The men never sit down until the women are seated. Each man draws out for her the chair of the woman who sits next him. Even in the quiet home-life this practise should be observed, and husband or son must always draw from the table the chair in which the wife or mother is to sit, and remain standing until she is seated. The host is seated last. As soon as all are at the table the napkin is unfolded and placed across the knees. It need not be opened wide, unless it is a small breakfast or luncheon serviette.
CARVING THE ROAST
If a man undertakes to carve game or a roast he should learn to do it well and quietly, never sharpening his knife to the annoyance of his guests or rising from his seat for a better “hold.” Many women carve excellently, but as there is a feeling that it is a difficult thing to do, a clever guest who knows his hostess well, will sometimes beg leave to take her place for the performance of this task. When the hostess begins to eat, the others follow her example. All food must be eaten slowly, and, above all, noiselessly. Many a fastidious person has had her enjoyment of her soup spoiled by the audible sipping of it by her vis-à-vis or her next neighbor. The soup should be lifted from the plate by an outward sweep of the spoon, and taken quietly from the side, not the tip, of the spoon. It is bad form to break bread or crackers into the soup, and the plate containing the liquid should never be tipped in order to obtain every drop of the contents.

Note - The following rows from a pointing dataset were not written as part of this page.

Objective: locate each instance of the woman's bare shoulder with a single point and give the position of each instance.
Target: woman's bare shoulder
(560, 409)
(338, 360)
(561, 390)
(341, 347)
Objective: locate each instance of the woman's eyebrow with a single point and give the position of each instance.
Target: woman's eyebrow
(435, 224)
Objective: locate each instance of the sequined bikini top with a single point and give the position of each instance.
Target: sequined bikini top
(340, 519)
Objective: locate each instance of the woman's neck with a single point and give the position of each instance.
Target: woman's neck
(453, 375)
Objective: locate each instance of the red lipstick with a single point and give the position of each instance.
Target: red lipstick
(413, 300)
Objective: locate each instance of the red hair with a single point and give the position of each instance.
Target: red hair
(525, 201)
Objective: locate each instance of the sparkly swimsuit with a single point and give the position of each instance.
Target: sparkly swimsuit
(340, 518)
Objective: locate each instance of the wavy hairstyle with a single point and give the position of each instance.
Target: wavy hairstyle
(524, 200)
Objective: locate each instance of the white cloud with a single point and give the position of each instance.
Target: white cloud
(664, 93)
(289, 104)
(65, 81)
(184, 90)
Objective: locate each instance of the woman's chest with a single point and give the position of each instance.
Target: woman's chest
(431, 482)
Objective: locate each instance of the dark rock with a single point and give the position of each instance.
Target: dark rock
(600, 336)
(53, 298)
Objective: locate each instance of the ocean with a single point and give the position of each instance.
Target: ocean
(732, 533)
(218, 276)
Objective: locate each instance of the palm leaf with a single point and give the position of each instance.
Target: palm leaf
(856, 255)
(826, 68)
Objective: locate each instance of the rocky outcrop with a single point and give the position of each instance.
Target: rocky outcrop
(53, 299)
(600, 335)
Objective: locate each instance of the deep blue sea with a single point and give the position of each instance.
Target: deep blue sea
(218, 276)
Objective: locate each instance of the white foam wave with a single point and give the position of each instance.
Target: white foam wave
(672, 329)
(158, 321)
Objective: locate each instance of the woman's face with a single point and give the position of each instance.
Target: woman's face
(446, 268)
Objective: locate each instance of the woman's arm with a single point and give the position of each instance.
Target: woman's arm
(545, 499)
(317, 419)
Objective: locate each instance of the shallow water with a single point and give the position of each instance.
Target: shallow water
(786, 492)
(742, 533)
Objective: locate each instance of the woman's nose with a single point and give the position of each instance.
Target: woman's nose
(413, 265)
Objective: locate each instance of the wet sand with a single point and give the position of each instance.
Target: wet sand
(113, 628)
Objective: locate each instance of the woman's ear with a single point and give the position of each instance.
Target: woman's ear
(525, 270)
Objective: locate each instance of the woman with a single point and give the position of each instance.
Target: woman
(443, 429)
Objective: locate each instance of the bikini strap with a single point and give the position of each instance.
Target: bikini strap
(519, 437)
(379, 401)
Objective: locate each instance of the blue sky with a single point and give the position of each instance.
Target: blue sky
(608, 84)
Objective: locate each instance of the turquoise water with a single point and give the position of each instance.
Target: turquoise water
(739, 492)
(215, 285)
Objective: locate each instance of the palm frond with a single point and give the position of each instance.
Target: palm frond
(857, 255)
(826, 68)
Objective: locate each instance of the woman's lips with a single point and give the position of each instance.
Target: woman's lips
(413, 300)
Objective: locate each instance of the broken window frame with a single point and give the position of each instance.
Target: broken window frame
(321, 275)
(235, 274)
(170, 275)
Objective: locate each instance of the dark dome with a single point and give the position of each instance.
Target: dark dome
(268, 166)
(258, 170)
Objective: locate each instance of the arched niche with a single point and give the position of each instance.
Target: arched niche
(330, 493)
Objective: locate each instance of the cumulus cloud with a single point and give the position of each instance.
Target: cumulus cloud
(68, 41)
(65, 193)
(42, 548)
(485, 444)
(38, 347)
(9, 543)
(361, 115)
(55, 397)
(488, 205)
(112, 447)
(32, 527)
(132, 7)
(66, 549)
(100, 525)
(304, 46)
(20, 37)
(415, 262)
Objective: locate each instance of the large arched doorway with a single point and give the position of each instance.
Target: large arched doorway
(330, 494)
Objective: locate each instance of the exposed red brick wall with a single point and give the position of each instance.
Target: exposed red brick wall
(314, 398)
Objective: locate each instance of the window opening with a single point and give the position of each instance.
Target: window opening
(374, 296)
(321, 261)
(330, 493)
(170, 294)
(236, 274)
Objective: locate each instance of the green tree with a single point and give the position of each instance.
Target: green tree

Fish is not to be touched with the knife. There is reason for this. The cutting of some delicate sea-food with a steel knife affects the flavor of it, and renders it less delicate. The flesh is so tender that it may be cut with a silver fork, and this is the only implement permitted in its manipulation. The same rule applies to salads, which are never, by the followers of conventionality, touched with the knife. Lettuce is, before serving, broken into bits of a convenient size to be carried to the mouth. If this is not done, the eater should cut it with the side of the fork, or fold each bit over into a convenient size for eating.